Riprenderebbe fiato il programma di centralizzazione delle strutture al momento gestite da iGreco. Cioè il vecchio progetto di ospedali riuniti che avrebbe dovuto trovare una location nella zona nord dell’area urbana. Stavolta troverebbe pure la benedizione di nuove figure del quadro politico regionale, come la leghista Simona Loizzo, da sempre estimatrice del marchio iGreco.

I sindacati non si fidano

Critici e guardinghi i sindacati. «Come mai – si chiede Ferdinando Gentile, dell’USB – di questa situazione si sono accorti solo adesso? La procedura di concordato preventivo, avviata dalla precedente proprietà, forniva un quadro realistico. Prima di subentrare alla vecchia proprietà, una visura camerale i Greco l’avranno fatta. È chiaro che l’annuncio dei licenziamenti pone due condizioni: o la Regione destina più fondi o i lavoratori e le lavoratrici accettano contratti mortificanti per loro e meno onerosi per l’azienda. Il piano prevede anche un taglio secco di portinai e centralinisti, come se in strutture delicate come queste non ce ne fosse bisogno».

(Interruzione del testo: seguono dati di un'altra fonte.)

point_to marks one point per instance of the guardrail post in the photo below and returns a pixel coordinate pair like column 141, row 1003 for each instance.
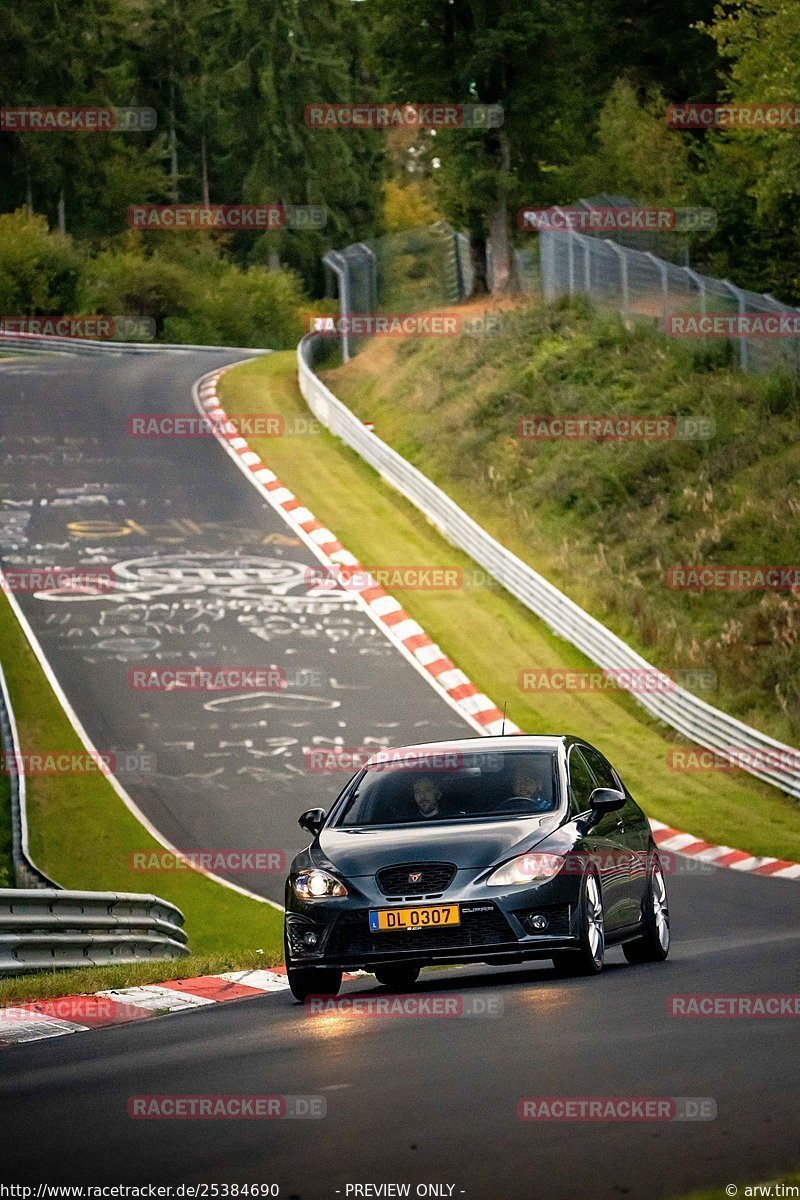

Licenziamenti entro Natale

Serratissimi i tempi per le procedure di licenziamento, che si chiuderanno entro 45 giorni. Entro una settimana, l’esame congiunto al quale parteciperanno i sindacati, poi le carte passano all’ispettorato. «Già per il prossimo 15 novembre i Greco hanno convocato i dipendenti – prosegue Gentile -. Li metteranno di fronte a scelte già fatte. Così pagano i lavoratori per gli interessi di due famiglie. Non dimentichiamo che i soldi che permettono alle cliniche private di funzionare sono privati solo sul piano nominale. In realtà, provengono da casse pubbliche. Non ci possiamo permettere licenziamenti in questa drammatica fase storica. Chiediamo che la Regione e il Comune intervengano. Se questi licenziamenti avverranno, potrebbe essere l’inizio della macelleria sociale in Calabria».

L’intreccio perverso

Emerge dunque quanto perverso sia l’intreccio tra sanità pubblica e privata. La seconda si è nutrita delle risorse disponibili per la prima, fino a quando la pubblica non è andata in crisi totale. Come accade in ogni sistema costruito su rapporti patologici, anche il parassita, alla fine, soccombe insieme al corpo che lo ha ospitato. È molto improbabile che il nuovo commissario alla Sanità, il presidente della Regione Roberto Occhiuto, in considerazione dei suoi trascorsi e soprattutto delle sue ferme convinzioni neoliberiste, possa restituire risorse alla sanità pubblica calabrese.

Luciano Moggi

Luciano Moggi è stato evocato da iGreco nelle trattative della scorsa estate per l’acquisizione, poi sfumata, del Cosenza Calcio. C’è chi con malizia fa notare che il presunto sistema Moggiopoli, nonché il suo abbraccio mortale che fece franare gran parte dei vertici del calcio italiano del secolo scorso, rischia di riproporsi nell’organizzazione dei servizi alla salute dei calabresi. Come prendere la sanità, già agonizzante, a pallonate.